In my review, I wrote:

The work is a single movement tone poem, some sixteen and a half minutes in duration, cast in a contemporary but completely approachable musical idiom, a homage to two Glasgow artists of the first part of the 20th century, Frances Macdonald and James Herbert McNair, who with Frances' sister Margaret and her husband Charles Rennie Mackintosh formed the legendary "Glasgow Four", the leaders in the Art Nouveau movement in Great Britain. I had the benefit of hearing two rehearsals of the new work; it made quite an impression on me at first hearing, and by teatime on Friday I found it utterly compelling, a work that I want to conduct and indeed publish as soon as possible.

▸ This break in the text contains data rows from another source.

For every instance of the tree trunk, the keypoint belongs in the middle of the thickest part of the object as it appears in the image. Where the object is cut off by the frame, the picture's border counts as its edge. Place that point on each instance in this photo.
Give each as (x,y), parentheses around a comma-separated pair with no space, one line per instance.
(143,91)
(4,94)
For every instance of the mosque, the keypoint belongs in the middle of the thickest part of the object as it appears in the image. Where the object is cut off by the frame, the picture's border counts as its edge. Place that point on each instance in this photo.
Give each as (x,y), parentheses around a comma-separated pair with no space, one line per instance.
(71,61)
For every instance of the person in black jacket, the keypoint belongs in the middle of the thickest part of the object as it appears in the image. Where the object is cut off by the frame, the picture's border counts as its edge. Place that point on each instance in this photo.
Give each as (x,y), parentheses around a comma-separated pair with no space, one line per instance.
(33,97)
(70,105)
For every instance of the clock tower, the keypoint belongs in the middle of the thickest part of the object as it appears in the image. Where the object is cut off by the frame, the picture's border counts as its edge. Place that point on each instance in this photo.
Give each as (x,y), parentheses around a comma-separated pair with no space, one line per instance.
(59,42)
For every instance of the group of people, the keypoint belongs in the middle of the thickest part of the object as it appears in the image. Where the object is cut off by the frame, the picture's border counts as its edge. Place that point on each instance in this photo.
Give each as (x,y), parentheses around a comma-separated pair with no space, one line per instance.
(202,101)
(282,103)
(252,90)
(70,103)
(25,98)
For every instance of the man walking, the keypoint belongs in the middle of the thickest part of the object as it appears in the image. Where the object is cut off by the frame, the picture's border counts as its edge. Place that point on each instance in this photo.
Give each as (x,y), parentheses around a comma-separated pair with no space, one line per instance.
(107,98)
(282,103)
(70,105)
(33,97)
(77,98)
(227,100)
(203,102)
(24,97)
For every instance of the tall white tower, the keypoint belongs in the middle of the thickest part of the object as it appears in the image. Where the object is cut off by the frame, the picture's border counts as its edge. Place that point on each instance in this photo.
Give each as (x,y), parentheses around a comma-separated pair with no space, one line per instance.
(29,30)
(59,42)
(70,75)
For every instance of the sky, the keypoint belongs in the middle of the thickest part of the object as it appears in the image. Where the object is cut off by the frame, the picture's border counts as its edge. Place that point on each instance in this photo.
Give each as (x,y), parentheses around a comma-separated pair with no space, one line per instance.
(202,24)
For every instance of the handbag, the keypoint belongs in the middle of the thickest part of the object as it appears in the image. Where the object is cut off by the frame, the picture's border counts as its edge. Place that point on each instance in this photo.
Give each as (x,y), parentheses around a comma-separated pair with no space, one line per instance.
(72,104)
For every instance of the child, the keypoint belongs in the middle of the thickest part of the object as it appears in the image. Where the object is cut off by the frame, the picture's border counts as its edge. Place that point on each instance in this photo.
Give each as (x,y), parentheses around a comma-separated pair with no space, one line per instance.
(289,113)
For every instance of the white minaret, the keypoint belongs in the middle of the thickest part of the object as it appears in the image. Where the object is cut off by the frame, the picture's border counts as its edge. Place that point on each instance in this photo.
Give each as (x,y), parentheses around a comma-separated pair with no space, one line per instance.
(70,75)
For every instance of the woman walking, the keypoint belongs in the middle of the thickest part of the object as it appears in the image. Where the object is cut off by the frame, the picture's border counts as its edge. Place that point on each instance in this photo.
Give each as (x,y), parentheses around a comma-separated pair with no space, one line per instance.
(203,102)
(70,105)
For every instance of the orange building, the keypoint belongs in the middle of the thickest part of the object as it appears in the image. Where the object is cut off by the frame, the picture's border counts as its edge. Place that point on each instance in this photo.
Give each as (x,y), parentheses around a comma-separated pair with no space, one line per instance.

The opening motif is built on a minor third, fff descending to ppp diminuendo, and this in various guises represents The Owl, a signature motif for McNair in his designs. In this work it runs throughout, sometimes softly lyrical, plaintive, sometimes screeching over low brass and percussion. Contrast is provided almost immediately by a five note theme representing Frances Macdonald and her pre-Raphaelite Pale Maidens, gently suggested by oboes and flutes in G major, alternating with The Owl in G minor. Other thematic ideas abound, a rising arpeggio in the bass clarinet, muted thirds in the horns reminiscent perhaps of Holst, an almost Wagnerian motif in the trombones, a sweeping gesture on vibraphone, harp and piano. The mood intensifies with a piu agitato, brass ostinato accompany high woodwind. The main thematic and harmonic shape of the work is clearly stated and then developed at times through lyrical melodies of great beauty, at times through a dazzling variety of orchestrations and dynamic changes, before dying away in a heart-felt coda.